Monday, April 21, 2014

An Answer: A Simple Email Can Mean the Whole World

When I least expected it, the following email arrived just two weeks before my 31st birthday.  It had been so long since I had sent my request that I had very nearly forgotten I had sent an inquiry for non-identifying information. Its sudden appearance - ONE YEAR LATER - left me shocked and breathless:  
Dear Wild Orchid.
I'm very sorry for my delayed response.
Ever since I've got your e-mail, I found your adoption file and reviewed it.

According to your adoption record, your birth mother was an unmarried single when she relinquished you through Holt.

Your birth mother was a fruit costermonger in Ulsan city when she met your birth father who was a sales man. She and your birth father lived together for several months until you were born. However your birth father drunk often and was (sic) a violent temper so they argued each other a lot.

One day, just a few days after you were born, they argued as well and he left home. Your birth mother had been waiting for him but hadn't come back and more over she couldn't find any one who could help her; she was an unmarried single and it's a real taboo for the Korean society at that times.

She worried a lot and finally moved to Busan and worked as a housemaid.

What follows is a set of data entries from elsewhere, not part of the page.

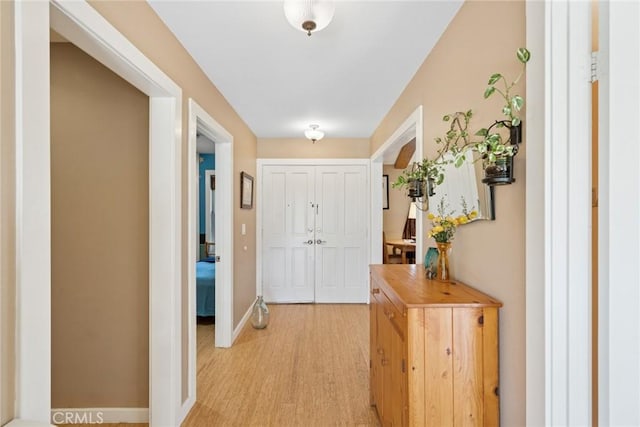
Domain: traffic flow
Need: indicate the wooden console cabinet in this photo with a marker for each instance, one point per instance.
(434, 350)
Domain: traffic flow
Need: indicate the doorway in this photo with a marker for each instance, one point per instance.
(411, 128)
(313, 243)
(201, 123)
(79, 23)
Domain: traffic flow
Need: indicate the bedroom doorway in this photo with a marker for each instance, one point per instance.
(206, 253)
(201, 126)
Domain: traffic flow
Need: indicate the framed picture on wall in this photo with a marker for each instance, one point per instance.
(246, 191)
(385, 191)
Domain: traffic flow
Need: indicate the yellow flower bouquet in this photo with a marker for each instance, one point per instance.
(444, 225)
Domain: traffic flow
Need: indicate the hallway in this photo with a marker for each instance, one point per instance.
(310, 367)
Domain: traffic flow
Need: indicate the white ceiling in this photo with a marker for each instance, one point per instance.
(344, 78)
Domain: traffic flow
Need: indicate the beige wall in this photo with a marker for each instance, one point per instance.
(139, 23)
(7, 217)
(394, 218)
(99, 234)
(481, 39)
(302, 148)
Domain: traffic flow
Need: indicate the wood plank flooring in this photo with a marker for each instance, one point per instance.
(309, 367)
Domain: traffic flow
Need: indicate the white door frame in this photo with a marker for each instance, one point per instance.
(82, 25)
(619, 251)
(293, 162)
(414, 121)
(558, 211)
(210, 205)
(200, 120)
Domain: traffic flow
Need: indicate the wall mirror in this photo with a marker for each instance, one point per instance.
(464, 182)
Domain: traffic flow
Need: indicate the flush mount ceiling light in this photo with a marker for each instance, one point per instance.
(313, 133)
(309, 15)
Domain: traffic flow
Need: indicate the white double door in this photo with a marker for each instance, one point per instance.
(314, 233)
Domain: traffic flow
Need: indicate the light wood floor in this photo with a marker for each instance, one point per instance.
(309, 367)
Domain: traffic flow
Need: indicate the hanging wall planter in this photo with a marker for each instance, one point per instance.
(500, 172)
(498, 168)
(415, 188)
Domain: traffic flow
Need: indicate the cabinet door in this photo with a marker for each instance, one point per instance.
(398, 385)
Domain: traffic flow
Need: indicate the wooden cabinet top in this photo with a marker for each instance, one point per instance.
(410, 285)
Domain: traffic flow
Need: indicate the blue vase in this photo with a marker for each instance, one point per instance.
(430, 262)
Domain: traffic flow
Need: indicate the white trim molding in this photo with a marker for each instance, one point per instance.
(81, 24)
(201, 121)
(99, 415)
(33, 212)
(619, 229)
(559, 214)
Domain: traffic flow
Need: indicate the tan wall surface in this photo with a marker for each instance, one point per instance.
(140, 24)
(394, 218)
(302, 148)
(481, 40)
(100, 235)
(7, 216)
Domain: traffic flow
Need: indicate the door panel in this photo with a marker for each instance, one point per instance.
(287, 269)
(314, 233)
(341, 229)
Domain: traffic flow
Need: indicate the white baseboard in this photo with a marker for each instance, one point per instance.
(186, 407)
(26, 423)
(243, 321)
(99, 415)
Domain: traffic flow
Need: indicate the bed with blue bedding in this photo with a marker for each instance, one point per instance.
(206, 288)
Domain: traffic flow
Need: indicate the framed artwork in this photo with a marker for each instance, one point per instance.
(246, 191)
(385, 191)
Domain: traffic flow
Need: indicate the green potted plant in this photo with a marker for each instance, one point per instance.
(497, 153)
(421, 178)
(495, 150)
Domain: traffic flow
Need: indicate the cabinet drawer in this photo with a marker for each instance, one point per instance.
(391, 312)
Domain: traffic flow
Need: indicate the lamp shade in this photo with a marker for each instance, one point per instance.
(309, 15)
(313, 133)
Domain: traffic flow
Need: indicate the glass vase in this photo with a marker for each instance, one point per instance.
(443, 271)
(260, 314)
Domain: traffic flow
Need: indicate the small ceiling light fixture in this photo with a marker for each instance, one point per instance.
(309, 15)
(313, 133)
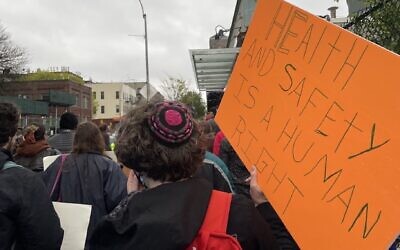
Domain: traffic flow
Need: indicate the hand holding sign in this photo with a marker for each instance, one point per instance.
(314, 106)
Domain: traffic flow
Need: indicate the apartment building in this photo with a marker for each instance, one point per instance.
(112, 100)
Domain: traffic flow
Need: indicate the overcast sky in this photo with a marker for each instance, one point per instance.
(91, 36)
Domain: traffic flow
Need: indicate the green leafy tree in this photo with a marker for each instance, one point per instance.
(177, 89)
(174, 88)
(193, 100)
(12, 57)
(380, 23)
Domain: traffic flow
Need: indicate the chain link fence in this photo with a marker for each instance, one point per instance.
(379, 23)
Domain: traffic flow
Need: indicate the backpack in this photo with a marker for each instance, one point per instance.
(212, 234)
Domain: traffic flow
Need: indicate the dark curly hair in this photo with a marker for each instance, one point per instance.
(138, 149)
(9, 117)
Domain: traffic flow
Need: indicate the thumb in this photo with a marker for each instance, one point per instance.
(253, 176)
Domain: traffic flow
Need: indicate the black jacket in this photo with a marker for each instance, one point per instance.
(91, 179)
(282, 235)
(169, 217)
(27, 217)
(236, 167)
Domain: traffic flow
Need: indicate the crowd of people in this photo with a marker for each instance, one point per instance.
(175, 178)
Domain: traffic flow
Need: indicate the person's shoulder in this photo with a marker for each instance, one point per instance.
(11, 170)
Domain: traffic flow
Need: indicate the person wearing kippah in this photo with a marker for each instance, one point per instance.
(163, 146)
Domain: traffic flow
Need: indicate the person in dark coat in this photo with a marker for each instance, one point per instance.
(34, 148)
(64, 139)
(164, 147)
(87, 176)
(27, 217)
(282, 235)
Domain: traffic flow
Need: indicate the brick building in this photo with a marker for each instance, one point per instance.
(60, 95)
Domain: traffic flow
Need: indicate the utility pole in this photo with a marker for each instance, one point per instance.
(146, 52)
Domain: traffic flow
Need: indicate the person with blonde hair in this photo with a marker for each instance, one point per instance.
(27, 216)
(86, 176)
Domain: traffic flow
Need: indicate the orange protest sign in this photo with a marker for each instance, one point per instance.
(315, 108)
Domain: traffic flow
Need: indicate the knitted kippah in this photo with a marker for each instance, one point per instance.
(171, 124)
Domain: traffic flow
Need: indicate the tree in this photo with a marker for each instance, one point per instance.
(380, 23)
(193, 100)
(12, 57)
(174, 88)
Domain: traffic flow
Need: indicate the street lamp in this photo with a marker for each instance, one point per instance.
(146, 51)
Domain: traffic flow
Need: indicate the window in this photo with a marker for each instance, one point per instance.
(85, 102)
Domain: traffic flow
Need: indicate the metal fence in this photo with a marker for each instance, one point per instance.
(379, 23)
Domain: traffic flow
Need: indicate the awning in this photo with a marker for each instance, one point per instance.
(213, 67)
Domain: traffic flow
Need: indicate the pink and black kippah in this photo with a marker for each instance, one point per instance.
(171, 124)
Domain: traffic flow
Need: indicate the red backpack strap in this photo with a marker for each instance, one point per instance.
(217, 214)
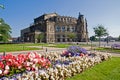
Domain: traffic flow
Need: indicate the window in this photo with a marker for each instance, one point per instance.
(57, 29)
(73, 29)
(63, 29)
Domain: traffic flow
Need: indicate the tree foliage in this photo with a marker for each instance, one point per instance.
(93, 38)
(5, 31)
(100, 31)
(40, 37)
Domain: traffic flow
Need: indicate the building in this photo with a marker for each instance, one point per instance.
(51, 28)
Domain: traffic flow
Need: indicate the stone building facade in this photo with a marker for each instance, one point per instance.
(56, 28)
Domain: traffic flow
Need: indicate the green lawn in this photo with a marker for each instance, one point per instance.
(24, 47)
(107, 70)
(108, 50)
(16, 47)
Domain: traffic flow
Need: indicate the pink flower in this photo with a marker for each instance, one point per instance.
(7, 67)
(6, 72)
(0, 71)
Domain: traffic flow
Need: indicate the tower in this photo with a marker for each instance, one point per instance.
(82, 32)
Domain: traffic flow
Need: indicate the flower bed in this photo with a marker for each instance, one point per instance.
(53, 66)
(115, 46)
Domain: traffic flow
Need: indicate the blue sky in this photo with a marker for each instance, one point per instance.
(19, 14)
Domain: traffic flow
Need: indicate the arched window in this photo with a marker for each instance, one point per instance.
(58, 29)
(63, 29)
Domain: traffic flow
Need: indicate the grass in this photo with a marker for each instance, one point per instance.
(107, 70)
(15, 47)
(108, 50)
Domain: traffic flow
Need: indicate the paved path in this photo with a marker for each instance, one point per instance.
(51, 49)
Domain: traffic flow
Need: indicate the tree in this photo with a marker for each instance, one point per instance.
(5, 31)
(71, 35)
(40, 37)
(100, 31)
(93, 38)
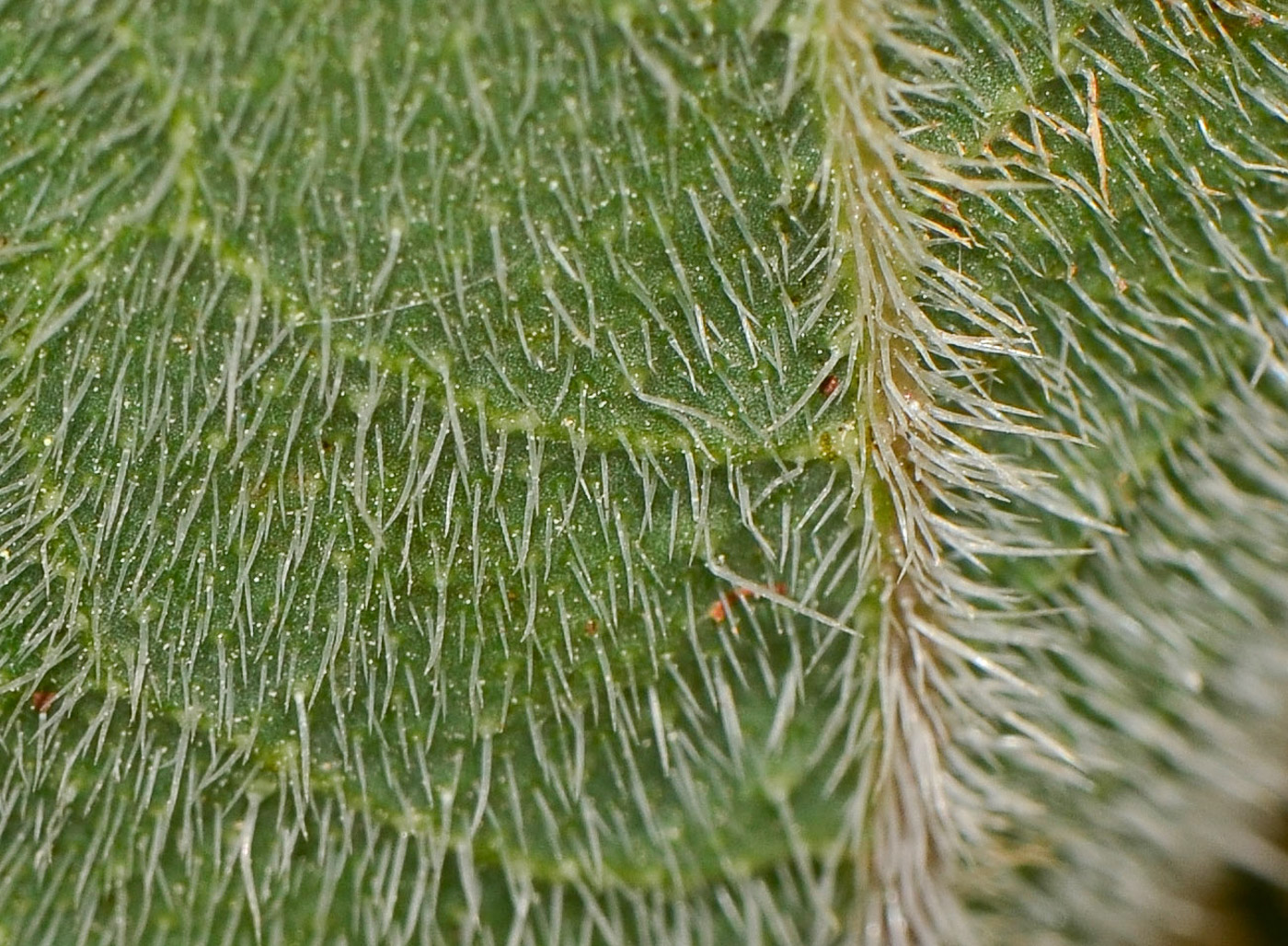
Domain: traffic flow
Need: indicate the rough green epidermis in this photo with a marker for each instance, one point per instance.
(380, 388)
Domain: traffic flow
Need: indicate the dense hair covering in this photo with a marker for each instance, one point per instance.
(702, 472)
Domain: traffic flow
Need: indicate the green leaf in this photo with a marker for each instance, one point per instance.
(576, 472)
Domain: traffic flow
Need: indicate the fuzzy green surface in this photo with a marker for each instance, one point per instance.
(388, 395)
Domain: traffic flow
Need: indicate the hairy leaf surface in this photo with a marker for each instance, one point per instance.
(579, 472)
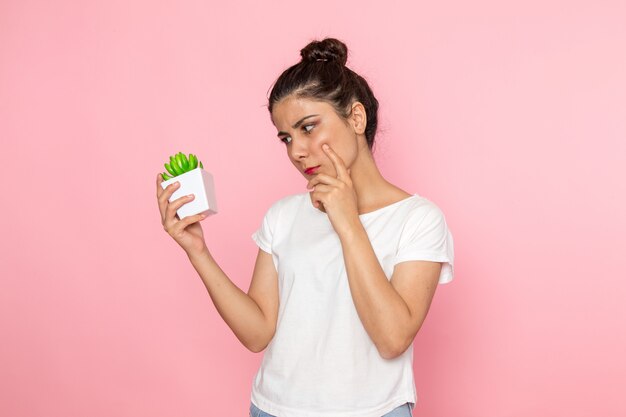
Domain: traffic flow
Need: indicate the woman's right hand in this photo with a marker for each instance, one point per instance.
(186, 232)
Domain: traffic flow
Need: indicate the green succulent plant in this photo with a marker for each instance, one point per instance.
(179, 164)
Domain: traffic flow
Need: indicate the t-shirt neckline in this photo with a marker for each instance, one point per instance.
(310, 203)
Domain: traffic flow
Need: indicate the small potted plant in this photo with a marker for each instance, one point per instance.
(193, 180)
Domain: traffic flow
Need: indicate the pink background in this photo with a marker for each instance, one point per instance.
(511, 116)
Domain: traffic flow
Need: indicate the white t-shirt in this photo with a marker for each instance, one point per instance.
(321, 361)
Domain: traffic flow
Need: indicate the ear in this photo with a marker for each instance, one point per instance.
(358, 118)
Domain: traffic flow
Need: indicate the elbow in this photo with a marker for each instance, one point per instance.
(393, 350)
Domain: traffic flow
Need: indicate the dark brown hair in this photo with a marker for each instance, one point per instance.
(322, 75)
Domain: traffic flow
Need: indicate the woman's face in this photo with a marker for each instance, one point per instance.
(304, 125)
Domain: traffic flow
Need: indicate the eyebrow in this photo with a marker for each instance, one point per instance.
(298, 123)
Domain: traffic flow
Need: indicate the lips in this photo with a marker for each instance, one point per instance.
(311, 170)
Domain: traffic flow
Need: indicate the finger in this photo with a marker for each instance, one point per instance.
(159, 188)
(190, 220)
(340, 166)
(176, 204)
(322, 179)
(165, 196)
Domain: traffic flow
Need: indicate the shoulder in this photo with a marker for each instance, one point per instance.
(423, 210)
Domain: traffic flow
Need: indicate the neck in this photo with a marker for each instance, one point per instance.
(368, 183)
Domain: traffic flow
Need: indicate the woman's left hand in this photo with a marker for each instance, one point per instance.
(336, 195)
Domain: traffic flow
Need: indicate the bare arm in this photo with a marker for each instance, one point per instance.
(393, 311)
(252, 317)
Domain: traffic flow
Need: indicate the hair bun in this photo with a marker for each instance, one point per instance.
(329, 49)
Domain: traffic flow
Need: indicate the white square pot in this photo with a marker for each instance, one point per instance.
(199, 183)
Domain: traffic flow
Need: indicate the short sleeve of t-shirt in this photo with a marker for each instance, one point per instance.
(263, 235)
(426, 237)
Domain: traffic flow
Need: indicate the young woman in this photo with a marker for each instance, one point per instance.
(345, 273)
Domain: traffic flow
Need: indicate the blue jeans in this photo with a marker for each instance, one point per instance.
(403, 411)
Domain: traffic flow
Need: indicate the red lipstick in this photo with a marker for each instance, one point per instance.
(311, 170)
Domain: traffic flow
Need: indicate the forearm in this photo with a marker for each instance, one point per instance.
(382, 310)
(240, 312)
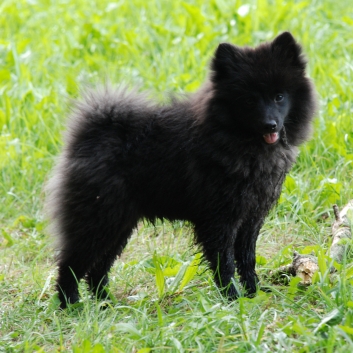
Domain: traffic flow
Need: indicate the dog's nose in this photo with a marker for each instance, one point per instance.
(271, 126)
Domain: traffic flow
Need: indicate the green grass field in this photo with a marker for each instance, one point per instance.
(163, 299)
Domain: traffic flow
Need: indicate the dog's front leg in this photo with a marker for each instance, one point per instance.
(245, 254)
(218, 247)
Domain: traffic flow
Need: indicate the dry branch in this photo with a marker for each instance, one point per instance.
(304, 266)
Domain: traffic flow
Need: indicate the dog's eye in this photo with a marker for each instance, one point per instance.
(279, 98)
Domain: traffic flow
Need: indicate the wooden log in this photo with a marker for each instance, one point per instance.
(304, 266)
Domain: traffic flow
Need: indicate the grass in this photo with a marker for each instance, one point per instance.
(162, 300)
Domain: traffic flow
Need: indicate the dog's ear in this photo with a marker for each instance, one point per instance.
(225, 61)
(287, 49)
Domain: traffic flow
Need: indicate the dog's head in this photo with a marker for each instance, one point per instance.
(258, 91)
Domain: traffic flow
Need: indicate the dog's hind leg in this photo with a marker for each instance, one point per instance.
(97, 277)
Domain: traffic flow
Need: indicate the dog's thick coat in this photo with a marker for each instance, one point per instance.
(217, 159)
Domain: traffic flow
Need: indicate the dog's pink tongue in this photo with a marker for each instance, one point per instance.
(271, 138)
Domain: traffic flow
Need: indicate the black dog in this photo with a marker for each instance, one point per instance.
(217, 159)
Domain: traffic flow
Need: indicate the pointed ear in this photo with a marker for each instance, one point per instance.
(287, 49)
(225, 51)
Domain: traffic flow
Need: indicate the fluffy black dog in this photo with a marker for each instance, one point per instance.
(217, 159)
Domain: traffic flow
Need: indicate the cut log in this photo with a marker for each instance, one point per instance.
(304, 266)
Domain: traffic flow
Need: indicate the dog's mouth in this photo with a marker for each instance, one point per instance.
(271, 137)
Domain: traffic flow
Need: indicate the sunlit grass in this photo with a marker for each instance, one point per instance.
(48, 50)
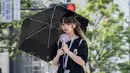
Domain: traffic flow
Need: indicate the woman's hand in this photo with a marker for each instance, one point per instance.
(60, 52)
(65, 47)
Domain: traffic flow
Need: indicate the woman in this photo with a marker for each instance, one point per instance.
(75, 49)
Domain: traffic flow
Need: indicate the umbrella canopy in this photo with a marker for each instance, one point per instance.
(40, 31)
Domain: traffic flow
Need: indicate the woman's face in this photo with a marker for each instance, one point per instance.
(68, 27)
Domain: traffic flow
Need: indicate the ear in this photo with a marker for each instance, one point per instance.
(74, 25)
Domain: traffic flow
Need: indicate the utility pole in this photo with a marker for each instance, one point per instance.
(129, 26)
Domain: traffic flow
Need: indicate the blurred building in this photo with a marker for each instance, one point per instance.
(28, 64)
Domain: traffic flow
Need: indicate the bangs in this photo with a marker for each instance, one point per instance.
(68, 18)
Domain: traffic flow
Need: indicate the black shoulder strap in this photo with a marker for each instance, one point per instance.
(80, 41)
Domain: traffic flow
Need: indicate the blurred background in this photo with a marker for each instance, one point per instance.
(108, 34)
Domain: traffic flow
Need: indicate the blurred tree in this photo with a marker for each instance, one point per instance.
(108, 38)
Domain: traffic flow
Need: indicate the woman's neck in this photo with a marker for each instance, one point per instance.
(70, 35)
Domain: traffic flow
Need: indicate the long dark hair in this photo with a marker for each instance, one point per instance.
(70, 18)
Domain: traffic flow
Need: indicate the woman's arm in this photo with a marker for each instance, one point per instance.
(75, 58)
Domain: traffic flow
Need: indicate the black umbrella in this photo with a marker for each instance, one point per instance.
(40, 31)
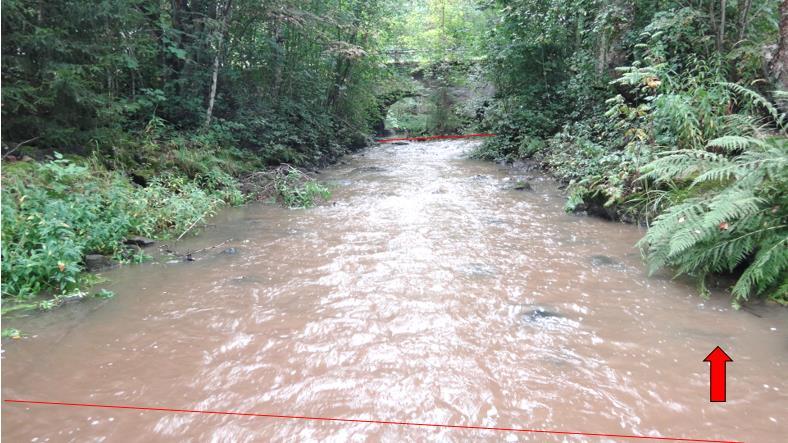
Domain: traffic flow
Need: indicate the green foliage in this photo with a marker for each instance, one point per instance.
(56, 212)
(736, 216)
(660, 121)
(297, 190)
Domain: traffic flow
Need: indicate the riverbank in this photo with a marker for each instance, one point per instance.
(66, 216)
(427, 293)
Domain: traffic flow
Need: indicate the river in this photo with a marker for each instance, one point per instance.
(424, 292)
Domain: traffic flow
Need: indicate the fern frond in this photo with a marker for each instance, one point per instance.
(732, 143)
(757, 99)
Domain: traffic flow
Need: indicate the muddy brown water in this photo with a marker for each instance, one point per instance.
(425, 293)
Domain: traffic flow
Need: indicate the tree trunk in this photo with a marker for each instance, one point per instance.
(779, 64)
(744, 13)
(721, 40)
(216, 63)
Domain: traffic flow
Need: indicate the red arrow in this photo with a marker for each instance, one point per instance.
(717, 359)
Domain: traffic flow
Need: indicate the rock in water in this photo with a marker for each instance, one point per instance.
(603, 260)
(540, 313)
(139, 241)
(97, 262)
(522, 186)
(368, 169)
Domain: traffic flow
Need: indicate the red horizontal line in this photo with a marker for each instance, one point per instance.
(377, 422)
(432, 137)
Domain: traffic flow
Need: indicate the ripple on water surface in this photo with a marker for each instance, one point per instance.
(427, 293)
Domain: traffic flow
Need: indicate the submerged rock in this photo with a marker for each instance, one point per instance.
(139, 241)
(539, 313)
(604, 260)
(97, 262)
(517, 184)
(368, 169)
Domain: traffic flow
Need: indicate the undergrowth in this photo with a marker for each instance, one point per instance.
(58, 211)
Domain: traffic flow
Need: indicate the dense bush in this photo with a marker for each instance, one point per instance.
(56, 212)
(667, 117)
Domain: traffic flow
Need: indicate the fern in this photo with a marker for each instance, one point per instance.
(736, 216)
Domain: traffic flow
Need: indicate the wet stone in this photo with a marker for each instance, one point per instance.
(539, 313)
(604, 260)
(97, 262)
(368, 169)
(139, 241)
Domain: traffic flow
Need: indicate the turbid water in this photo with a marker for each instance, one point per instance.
(425, 292)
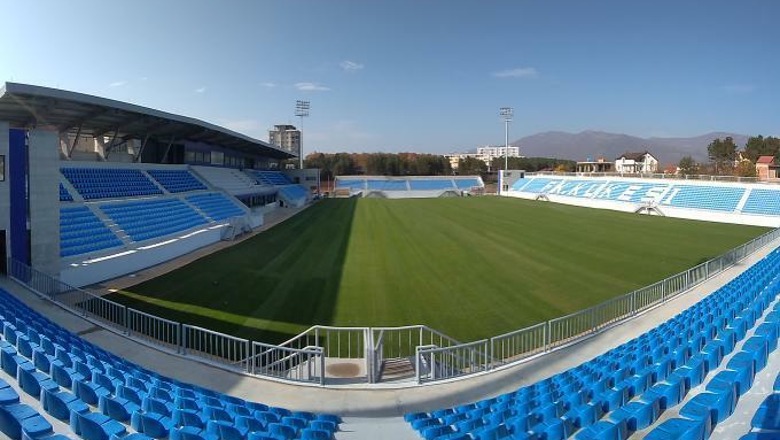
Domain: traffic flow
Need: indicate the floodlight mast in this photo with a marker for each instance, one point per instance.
(506, 113)
(301, 111)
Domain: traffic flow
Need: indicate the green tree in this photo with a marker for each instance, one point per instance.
(471, 166)
(722, 153)
(761, 146)
(745, 169)
(688, 166)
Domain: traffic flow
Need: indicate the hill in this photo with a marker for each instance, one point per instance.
(579, 146)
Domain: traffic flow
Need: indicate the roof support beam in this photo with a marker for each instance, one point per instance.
(75, 141)
(137, 157)
(110, 146)
(168, 150)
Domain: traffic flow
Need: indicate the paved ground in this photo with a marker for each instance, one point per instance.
(361, 405)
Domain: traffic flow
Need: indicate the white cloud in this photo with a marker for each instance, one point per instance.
(311, 87)
(739, 88)
(343, 135)
(520, 72)
(351, 66)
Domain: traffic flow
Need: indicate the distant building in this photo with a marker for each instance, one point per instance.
(599, 165)
(485, 154)
(766, 169)
(286, 137)
(636, 163)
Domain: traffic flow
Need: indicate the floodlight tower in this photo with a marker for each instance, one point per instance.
(301, 111)
(506, 113)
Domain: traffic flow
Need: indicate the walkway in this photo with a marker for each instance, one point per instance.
(356, 401)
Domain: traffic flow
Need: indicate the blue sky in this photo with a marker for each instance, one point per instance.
(417, 75)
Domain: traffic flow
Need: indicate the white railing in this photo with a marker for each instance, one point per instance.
(700, 177)
(434, 355)
(298, 364)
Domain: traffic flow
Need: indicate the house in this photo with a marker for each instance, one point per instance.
(636, 163)
(766, 168)
(600, 165)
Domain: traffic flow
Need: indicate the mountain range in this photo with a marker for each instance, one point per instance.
(594, 144)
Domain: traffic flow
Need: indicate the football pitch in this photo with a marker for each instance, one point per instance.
(469, 267)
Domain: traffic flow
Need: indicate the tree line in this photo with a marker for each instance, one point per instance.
(378, 164)
(726, 158)
(473, 166)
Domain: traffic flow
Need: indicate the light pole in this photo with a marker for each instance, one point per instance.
(301, 111)
(506, 113)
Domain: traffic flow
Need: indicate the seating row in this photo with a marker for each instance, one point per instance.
(146, 219)
(710, 197)
(408, 183)
(81, 231)
(215, 205)
(101, 183)
(626, 388)
(102, 396)
(176, 181)
(276, 178)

She stayed there with you but she thought your adoption might be the best way for your better future, so she relinqushied you through Holt. I found that you were not an abandonee but was asked by your birth mother to be adopted.

It was written that your birth date was Oct. 21. 1977. 6:30am. Your birth mother's name was Suh, 19 years old, and your birth father's name was Park, 27 years old, so your name was from your birth fathers.

Your birth mother hasn't contacted Holt after she relinquished you through Holt. Therefore, we don't have her current information; actually there's no identifying information about her on your adoption record. However you can send us your letter and some photos then I will keep them in your adoption file until your birth family visits Holt to ask about you.

Please understand my delayed response and if anything you want to know more about your adoption, please contact me at any time.

I will look forward to your letter and photos.

warm regards,
Holt Korea social worker
It was only a few paragraphs long, but for an adoptee like myself, who had never possessed any information regarding my origins beyond the empty paperwork my adoptive parents had been given by Holt, it was as if someone had handed a tremendous piece of my life back.

From beyond the void, my birth parents began to take shape from the mysterious non-entities I had known all my life.  They were no longer ghosts from an inaccessible dimension.  They become instantly Real.  Human.  Flawed.  Visceral. 


Reading about my birth mother's life, the years of childish anger and resentment melted away to the core of my heart where compassion for my biological parents was found.  And finally, from my stunned reverie and silence, came a flood of tears.  


They were tears of gratitude: Gratitude for a partial filling of the emptiness I had grown to live with in my heart; an emptiness that had become a part of me.  At that moment, I was instantly flooded with a sense of fullness and recognition of being human and most importantly, of having been loved from the very beginning.